Liz. The role of the IT tech whiz is usually given to a male character. So again, by making Liz a male character you turn her into a tired trope. Liz is also far more feminine than Freya, she's caring and though she wants to protect people, she is quite scared of the idea of fighting. So what if Liz was a male character and kept those traits. That becomes interesting again. Would he be judged more for being afraid? Would he have insecurities about having such a strong woman around or is he quite comfortable in himself?

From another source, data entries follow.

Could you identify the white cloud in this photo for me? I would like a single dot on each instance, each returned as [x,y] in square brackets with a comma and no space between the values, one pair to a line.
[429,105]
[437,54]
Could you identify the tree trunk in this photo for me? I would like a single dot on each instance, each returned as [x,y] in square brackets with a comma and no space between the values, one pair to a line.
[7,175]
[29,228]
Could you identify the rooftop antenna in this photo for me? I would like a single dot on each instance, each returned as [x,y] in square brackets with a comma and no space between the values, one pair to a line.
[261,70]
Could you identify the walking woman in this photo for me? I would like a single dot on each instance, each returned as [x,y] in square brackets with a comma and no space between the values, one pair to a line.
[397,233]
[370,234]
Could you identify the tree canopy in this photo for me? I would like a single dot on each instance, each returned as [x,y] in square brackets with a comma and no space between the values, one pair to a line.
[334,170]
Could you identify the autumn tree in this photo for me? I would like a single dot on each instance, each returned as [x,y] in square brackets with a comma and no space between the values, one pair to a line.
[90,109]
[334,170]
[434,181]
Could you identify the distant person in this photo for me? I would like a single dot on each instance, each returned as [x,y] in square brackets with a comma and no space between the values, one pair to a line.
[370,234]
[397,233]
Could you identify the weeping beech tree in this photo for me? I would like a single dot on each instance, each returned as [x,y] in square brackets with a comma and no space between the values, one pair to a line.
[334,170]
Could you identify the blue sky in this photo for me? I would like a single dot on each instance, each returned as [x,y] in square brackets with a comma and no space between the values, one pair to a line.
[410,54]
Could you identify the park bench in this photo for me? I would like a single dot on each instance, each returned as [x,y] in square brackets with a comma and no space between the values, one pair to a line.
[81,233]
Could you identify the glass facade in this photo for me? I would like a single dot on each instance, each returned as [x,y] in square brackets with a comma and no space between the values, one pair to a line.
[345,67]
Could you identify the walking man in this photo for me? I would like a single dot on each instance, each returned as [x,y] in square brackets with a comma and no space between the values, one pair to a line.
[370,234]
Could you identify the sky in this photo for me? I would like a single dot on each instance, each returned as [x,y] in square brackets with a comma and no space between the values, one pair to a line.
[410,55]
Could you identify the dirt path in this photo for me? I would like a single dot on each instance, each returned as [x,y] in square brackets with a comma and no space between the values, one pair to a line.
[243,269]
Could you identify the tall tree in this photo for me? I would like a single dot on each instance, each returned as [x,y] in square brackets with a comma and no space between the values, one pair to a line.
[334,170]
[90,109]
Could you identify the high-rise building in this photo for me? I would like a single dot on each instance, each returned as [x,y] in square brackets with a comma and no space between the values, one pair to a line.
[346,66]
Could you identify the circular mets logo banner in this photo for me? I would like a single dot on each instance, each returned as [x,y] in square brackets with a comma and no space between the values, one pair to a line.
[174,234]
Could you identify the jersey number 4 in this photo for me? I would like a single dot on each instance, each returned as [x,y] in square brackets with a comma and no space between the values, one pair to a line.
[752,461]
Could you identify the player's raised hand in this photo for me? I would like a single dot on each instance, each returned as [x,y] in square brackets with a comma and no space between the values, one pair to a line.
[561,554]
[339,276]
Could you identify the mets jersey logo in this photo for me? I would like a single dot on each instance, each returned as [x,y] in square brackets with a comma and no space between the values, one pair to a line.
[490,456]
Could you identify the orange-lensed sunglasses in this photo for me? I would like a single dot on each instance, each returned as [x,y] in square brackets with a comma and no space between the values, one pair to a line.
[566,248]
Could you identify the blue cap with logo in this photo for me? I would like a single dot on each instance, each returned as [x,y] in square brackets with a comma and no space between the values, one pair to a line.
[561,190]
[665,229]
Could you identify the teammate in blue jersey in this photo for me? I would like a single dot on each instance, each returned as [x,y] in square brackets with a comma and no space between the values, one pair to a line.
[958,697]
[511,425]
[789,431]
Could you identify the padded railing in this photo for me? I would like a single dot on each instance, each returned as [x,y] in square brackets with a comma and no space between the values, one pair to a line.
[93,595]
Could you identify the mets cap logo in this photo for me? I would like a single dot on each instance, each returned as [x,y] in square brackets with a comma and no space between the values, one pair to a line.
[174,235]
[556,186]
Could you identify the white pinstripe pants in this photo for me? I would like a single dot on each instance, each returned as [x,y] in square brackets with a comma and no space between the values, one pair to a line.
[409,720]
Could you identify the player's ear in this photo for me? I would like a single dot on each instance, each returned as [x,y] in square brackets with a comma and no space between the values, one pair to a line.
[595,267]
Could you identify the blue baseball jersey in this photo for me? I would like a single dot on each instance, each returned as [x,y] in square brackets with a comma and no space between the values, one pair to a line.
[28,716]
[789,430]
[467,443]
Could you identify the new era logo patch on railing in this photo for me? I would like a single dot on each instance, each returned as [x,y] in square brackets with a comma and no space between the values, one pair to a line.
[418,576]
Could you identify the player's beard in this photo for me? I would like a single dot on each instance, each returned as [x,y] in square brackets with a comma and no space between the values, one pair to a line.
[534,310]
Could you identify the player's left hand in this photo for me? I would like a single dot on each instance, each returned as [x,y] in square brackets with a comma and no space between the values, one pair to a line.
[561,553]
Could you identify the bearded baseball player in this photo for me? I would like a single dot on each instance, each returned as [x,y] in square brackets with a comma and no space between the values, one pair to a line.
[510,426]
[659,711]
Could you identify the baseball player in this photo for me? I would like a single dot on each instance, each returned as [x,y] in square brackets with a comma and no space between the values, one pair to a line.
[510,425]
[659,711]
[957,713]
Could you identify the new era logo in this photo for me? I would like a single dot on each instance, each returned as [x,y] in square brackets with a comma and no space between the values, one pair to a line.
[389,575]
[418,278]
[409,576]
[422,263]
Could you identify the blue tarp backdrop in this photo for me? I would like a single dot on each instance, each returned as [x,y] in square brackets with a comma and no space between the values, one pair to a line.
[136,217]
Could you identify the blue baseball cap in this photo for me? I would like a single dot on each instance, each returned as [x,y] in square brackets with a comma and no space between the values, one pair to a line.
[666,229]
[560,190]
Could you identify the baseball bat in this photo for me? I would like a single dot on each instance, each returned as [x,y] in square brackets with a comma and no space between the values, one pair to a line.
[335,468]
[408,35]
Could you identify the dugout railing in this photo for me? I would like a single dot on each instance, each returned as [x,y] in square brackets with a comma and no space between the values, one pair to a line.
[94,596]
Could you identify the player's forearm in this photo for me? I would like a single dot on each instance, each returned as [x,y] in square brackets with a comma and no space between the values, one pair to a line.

Matt. I hadn't really thought about it before but werewolves are another creature that default to male quite a lot. I actually can't think of a famous female werewolf (edit: I just remembered Once Upon a Time's Red, although the whole point of her is to switch around the story of Red Riding Hood). Matt's big moment is where he has to regain control of his wolf side after something traumatic happens. Would people judge a girl differently for losing control? Or would anyone feel even more protective of her?
Matt's father and brother are also important to his story. If Matt was a girl growing up with overly dominant male figures, would those relationships change? Probably. There might be a bigger resistance to him leaving home. The mother might even be more inclined to get involved.
Gender is just one aspect of a character but it's a big one. Changing it might change how other characters treat them, or it might change how they react to certain situations. It also changes how the audience perceives them. A girl trying on makeup isn't a big deal but a male character does it and suddenly you have a situation that goes against the "norm".
When I started writing Darwin Solution I was a very different writer to who I am now. This little exercise has shown that maybe there were some interesting avenues to explore. I question things now and challenge myself to ask more of the "what if" questions. Because when you do, interesting things can happen.